WASHINGTON (May 19, 2021)—The Federal Insurance Office (FIO), a small and little-understood unit within the U.S. Department of the Treasury (Treasury), may receive heightened attention in a new administration and with new leadership at the Treasury.

In a new policy study, R Street Director of Insurance Policy Jerry Theodorou examines what the FIO has done in its first 10 years of existence and its prospects in the Biden era.

The FIO has had a challenging first decade. Since its launch, insurers have been concerned that the introduction of a new federal body, like all bureaucracies, is the camel’s nose in the tent, which would eventually lead to an attempted expansion of its scope. Today, even though many have come to accept the FIO—provided it does not attempt to exceed its authority—there are still efforts to abolish it.

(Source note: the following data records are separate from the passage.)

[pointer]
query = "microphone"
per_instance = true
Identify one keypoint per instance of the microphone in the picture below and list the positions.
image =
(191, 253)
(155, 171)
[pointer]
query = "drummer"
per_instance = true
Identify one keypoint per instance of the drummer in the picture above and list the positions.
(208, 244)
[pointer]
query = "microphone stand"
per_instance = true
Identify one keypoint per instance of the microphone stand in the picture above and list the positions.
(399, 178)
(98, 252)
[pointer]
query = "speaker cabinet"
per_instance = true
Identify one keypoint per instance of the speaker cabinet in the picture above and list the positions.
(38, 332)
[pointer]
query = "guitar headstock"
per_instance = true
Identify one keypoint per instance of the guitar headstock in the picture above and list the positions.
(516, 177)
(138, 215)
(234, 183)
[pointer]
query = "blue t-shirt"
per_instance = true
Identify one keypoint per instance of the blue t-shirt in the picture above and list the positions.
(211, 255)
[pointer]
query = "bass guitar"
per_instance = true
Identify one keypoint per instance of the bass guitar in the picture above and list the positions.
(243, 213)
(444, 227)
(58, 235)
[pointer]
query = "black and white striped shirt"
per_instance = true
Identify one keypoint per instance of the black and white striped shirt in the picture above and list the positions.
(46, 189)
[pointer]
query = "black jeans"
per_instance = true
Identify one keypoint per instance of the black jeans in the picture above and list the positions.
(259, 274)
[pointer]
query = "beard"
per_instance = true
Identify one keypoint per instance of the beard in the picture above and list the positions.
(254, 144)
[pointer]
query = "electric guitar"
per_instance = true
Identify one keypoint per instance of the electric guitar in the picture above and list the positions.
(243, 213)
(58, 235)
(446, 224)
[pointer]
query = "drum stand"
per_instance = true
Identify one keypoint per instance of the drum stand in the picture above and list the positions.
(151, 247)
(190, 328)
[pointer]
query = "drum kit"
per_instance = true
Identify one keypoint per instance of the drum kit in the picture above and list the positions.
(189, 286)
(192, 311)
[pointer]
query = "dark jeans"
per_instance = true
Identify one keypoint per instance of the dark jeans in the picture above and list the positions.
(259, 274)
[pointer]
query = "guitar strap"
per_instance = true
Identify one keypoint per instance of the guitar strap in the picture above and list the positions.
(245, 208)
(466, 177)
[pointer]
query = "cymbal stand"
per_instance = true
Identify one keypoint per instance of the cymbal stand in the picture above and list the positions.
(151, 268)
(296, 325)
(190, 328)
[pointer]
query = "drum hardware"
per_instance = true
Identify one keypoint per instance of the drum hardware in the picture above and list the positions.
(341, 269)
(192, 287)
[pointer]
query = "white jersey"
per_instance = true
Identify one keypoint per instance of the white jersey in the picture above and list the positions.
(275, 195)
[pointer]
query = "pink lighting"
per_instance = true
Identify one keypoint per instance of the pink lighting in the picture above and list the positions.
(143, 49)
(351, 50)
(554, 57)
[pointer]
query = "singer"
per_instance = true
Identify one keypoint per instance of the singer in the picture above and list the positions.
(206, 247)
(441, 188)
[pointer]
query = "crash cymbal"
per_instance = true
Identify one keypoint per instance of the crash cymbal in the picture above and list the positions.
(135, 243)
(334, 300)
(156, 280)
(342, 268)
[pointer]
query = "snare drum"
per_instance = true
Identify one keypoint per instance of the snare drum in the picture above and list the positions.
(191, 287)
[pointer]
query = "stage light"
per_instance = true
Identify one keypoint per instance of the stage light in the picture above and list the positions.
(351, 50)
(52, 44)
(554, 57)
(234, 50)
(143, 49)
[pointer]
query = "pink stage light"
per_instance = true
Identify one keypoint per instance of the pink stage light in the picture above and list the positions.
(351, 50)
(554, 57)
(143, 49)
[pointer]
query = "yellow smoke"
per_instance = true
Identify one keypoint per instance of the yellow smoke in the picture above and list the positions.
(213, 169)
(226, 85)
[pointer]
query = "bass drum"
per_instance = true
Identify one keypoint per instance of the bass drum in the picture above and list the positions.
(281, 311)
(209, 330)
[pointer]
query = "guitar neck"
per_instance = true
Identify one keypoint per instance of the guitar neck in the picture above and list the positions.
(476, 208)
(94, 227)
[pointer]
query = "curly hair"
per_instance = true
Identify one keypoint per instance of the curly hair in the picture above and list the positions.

“The loud chorus of critical voices from insurance trade associations may be understood as a response to fears that the new body would, over the years, arrogate more powers to itself and move closer to being a burdensome, restrictive, costly layer of regulation overlaying the existing state-based system of insurance regulation,” said Theodorou.

In the past, government restrictions of the free market with involvement in insurance have proven inefficient and anticompetitive. Should the FIO advance legislative attempts to address the “affordability and accessibility” of insurance, it will likely contribute to the disruption of an efficient private market closely regulated at the state level.